W tym czasie sukcesywnie kroić i dodawać kapustę, marchewkę, seler, pietruszkę, cebule. Gotować 30 minut.
Uprażyć słonecznik na suchej patelni z dodatkiem dwóch szczypt soli himalajskiej.
Następnie do leczo dodać pokrojoną paprykę, przecier pomidorowy i sól, zagotować. Dodać pokrojoną cukinię i przeciśnięty przez praskę czosnek, zagotować. Po dwóch minutach gotowania od zagotowania można potrawę wyłączyć, wsypać siemię lniane, wlać olej, dodać świeże przyprawy, zamieszać i zostawić pod przykryciem.
Za pięć minut potrawa jest gotowa do spożycia.
Wyszły 4 litry potrawy.
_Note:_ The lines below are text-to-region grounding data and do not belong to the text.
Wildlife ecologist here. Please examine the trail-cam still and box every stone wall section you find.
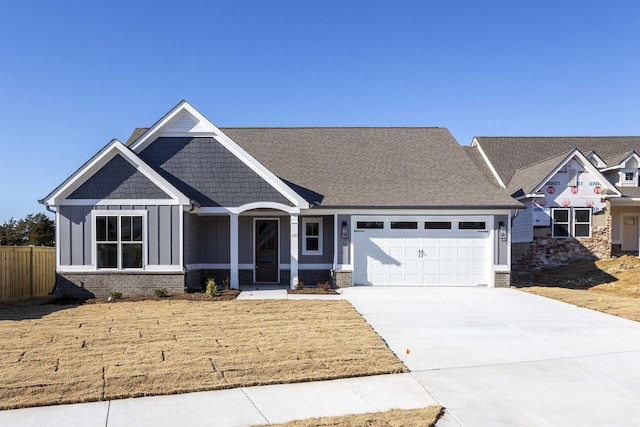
[513,216,612,269]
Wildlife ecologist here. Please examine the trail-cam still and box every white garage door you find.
[353,217,490,286]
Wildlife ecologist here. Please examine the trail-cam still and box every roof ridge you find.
[475,136,640,139]
[220,126,447,129]
[511,150,576,174]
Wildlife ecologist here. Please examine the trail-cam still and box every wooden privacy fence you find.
[0,246,55,302]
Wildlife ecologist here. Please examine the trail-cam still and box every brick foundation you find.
[494,271,511,288]
[332,270,352,288]
[513,217,612,269]
[56,272,185,298]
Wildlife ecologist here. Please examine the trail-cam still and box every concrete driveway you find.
[342,287,640,427]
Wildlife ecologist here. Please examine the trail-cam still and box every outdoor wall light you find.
[341,221,348,239]
[498,221,507,241]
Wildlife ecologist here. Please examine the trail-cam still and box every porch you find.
[183,204,344,290]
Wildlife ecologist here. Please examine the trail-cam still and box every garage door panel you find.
[354,219,490,286]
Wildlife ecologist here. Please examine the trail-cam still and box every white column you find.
[230,213,239,290]
[290,214,299,289]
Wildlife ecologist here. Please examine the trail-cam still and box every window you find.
[552,209,570,238]
[96,215,143,269]
[573,208,591,237]
[552,208,591,238]
[625,172,635,181]
[356,221,384,229]
[302,218,323,255]
[425,221,452,229]
[390,221,417,229]
[459,221,486,230]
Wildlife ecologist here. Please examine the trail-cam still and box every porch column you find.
[290,214,299,289]
[230,213,239,290]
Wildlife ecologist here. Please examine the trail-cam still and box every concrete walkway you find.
[341,287,640,426]
[0,373,441,427]
[3,287,640,426]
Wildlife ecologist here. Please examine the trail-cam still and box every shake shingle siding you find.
[139,137,294,207]
[68,155,169,199]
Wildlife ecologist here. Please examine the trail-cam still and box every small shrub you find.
[222,276,230,290]
[294,281,305,290]
[318,281,333,291]
[206,278,218,297]
[109,291,122,300]
[154,288,169,298]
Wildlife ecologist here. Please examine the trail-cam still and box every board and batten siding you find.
[337,214,350,265]
[299,215,334,265]
[512,200,534,243]
[58,205,182,267]
[184,214,231,265]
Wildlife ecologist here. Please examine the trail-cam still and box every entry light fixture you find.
[341,221,348,239]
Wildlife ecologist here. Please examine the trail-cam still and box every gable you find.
[67,154,170,200]
[139,137,294,208]
[41,139,190,207]
[531,156,613,226]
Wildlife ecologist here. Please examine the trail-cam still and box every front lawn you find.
[0,299,406,410]
[515,255,640,322]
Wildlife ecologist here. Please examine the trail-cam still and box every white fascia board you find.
[129,101,309,209]
[44,139,191,206]
[58,199,181,206]
[586,151,607,168]
[609,198,640,206]
[601,151,640,171]
[531,149,621,197]
[471,138,506,188]
[515,193,545,200]
[314,208,516,215]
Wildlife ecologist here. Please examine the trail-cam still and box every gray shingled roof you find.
[218,128,521,208]
[506,152,572,196]
[474,137,640,187]
[603,151,635,168]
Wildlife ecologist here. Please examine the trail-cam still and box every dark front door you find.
[255,220,279,282]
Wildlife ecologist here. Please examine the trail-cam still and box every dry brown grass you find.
[265,406,443,427]
[517,255,640,322]
[0,299,406,410]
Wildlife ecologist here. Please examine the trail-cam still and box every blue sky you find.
[1,1,639,222]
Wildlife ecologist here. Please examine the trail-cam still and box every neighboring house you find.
[467,137,640,268]
[40,101,522,297]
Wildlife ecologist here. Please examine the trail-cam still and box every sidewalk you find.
[0,373,445,427]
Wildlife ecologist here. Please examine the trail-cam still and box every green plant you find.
[205,278,218,297]
[222,276,230,290]
[109,291,122,300]
[154,288,169,298]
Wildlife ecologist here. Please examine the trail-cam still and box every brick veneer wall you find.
[513,216,612,269]
[56,272,185,298]
[494,271,510,288]
[333,270,352,288]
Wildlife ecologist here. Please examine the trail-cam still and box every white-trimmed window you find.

Gdy potrawa jest jeszcze gotująca się, wlewam część do czystych słoików, zakręcam wyparzonymi nakrętkami i stawiam “do góry nogami”. Po wystudzeniu i upewnieniu się, że słoiki się zapasteryzowały, wstawiam je do lodówki. Tam leczo czeka na zjedzenie w ciągu najbliższych dwóch tygodni.